Betwixt Two Hearts
post written by Emma Filbrun
Title: Betwixt Two Hearts
Author: Amanda Tru, Cathe Swanson, Kari Trumbo, Alana Terry, Carol Moncado, Chautona Havig
Series: Crossroads Collection 4
Major Themes: Romance, Valentine’s Day
Synopsis: Six interconnected stories center around an online matchmaking service.
I’ve been enjoying the Crossroads Collections ever since the first one was published a few years ago. It’s fun to read all the stories and see how they are tied together. This collection has six books in it, instead of the five that were in each of the previous three collections. I thoroughly enjoyed most of them.
This time, the story that tied the entire collection together appears at the beginning, rather than the end. Betwixt Two Hearts describes the online matchmaking site that the entire collection centers around, and sets the stage for all the other stories. As they work together on building the website and setting people up with dates, Camden and Bailey struggle for control of the business—and for the first time in her life, Bailey learns Who God is and what real love is. I really appreciated the way Camden explained God to her.

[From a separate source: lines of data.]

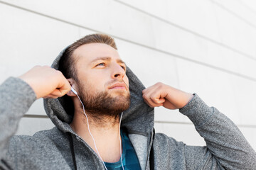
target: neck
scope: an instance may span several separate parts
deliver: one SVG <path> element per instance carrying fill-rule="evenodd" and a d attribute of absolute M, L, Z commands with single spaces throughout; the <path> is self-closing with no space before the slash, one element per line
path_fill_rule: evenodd
<path fill-rule="evenodd" d="M 104 162 L 118 162 L 120 159 L 119 137 L 121 137 L 119 132 L 119 116 L 117 118 L 102 115 L 102 118 L 99 120 L 99 119 L 95 119 L 91 116 L 91 114 L 87 113 L 86 110 L 85 113 L 87 115 L 90 131 L 94 137 L 98 154 Z M 87 120 L 82 109 L 75 109 L 74 118 L 70 127 L 97 153 L 95 142 L 90 134 Z"/>

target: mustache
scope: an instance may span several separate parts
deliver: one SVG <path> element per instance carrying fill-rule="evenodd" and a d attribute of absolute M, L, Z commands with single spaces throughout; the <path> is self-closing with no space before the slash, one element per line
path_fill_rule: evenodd
<path fill-rule="evenodd" d="M 122 81 L 118 81 L 118 80 L 112 80 L 112 81 L 110 81 L 110 82 L 108 83 L 108 84 L 114 84 L 115 83 L 122 83 L 124 82 L 125 86 L 127 86 L 127 89 L 129 89 L 129 86 L 127 85 L 127 83 L 125 83 L 124 80 L 123 79 L 122 79 Z"/>

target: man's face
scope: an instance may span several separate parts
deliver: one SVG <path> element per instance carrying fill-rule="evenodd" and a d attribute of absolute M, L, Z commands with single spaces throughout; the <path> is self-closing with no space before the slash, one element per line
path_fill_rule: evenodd
<path fill-rule="evenodd" d="M 126 65 L 117 51 L 102 43 L 83 45 L 73 53 L 78 95 L 92 116 L 117 116 L 130 103 Z"/>

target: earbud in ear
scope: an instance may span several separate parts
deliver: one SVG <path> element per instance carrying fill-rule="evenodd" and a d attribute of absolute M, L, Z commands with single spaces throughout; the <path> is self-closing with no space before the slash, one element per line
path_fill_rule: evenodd
<path fill-rule="evenodd" d="M 71 87 L 71 91 L 76 95 L 78 95 L 78 92 L 75 91 L 75 90 L 74 90 L 74 89 L 73 89 L 73 87 Z"/>

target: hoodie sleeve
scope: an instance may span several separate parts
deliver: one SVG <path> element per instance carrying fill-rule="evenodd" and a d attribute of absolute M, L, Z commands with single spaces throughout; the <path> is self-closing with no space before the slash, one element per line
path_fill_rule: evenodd
<path fill-rule="evenodd" d="M 5 164 L 9 140 L 21 118 L 36 100 L 32 88 L 19 78 L 10 77 L 0 85 L 0 165 Z"/>
<path fill-rule="evenodd" d="M 196 94 L 180 112 L 188 117 L 206 142 L 206 147 L 185 145 L 186 166 L 201 160 L 202 169 L 255 169 L 255 152 L 225 115 Z"/>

I knew I would enjoy The Swedehearts Glory Quilt; I have loved all of Cathe Swanson’s books. Sure enough, this was a good one. I was slightly confused by some of the switches between characters, but after several chapters I had everyone straightened out. It was interesting to watch Eleanor figuring her life out and learning to be honest. I also enjoyed seeing mentions of the Jesus people, since I have family connections to that movement.
Whole Latte Love was a story I didn’t enjoy so much. I prefer stories in which the romance plays a lesser role. It was nice to watch Drew and Addie learning to know themselves and what they wanted, but that’s about all I got out of the story. I really did not appreciate the detailed kissing scene at the end.
I had a very hard time putting down Seoul Refuge. It was my favorite story in the collection. Each chapter told part of Caroline’s story, then switched to her husband Drisklay’s point of view as he tried to solve a murder case while she was on a missions trip to Korea. It was very easy to keep track of who was speaking, and I loved the way both characters were challenged and changed during the story.
Guardian of Her Heart was another so-so book, in my opinion. It was basically just a man-meets-woman-and-they-fall-in-love story—not my favorite, There was a detailed kissing scene in chapter 7.
I enjoyed Random Acts of Shyness, partly because I had heard so much about it for a long time, and partly because it was a delightful story. Heath had a major problem in the coping mechanism he had taught himself to use when in awkward social situations. Was it possible to find a girl who could overlook his problem and see the real Heath? I enjoyed the journey to find the answer!
I received a free ecopy of this book from the authors and chose to write a review.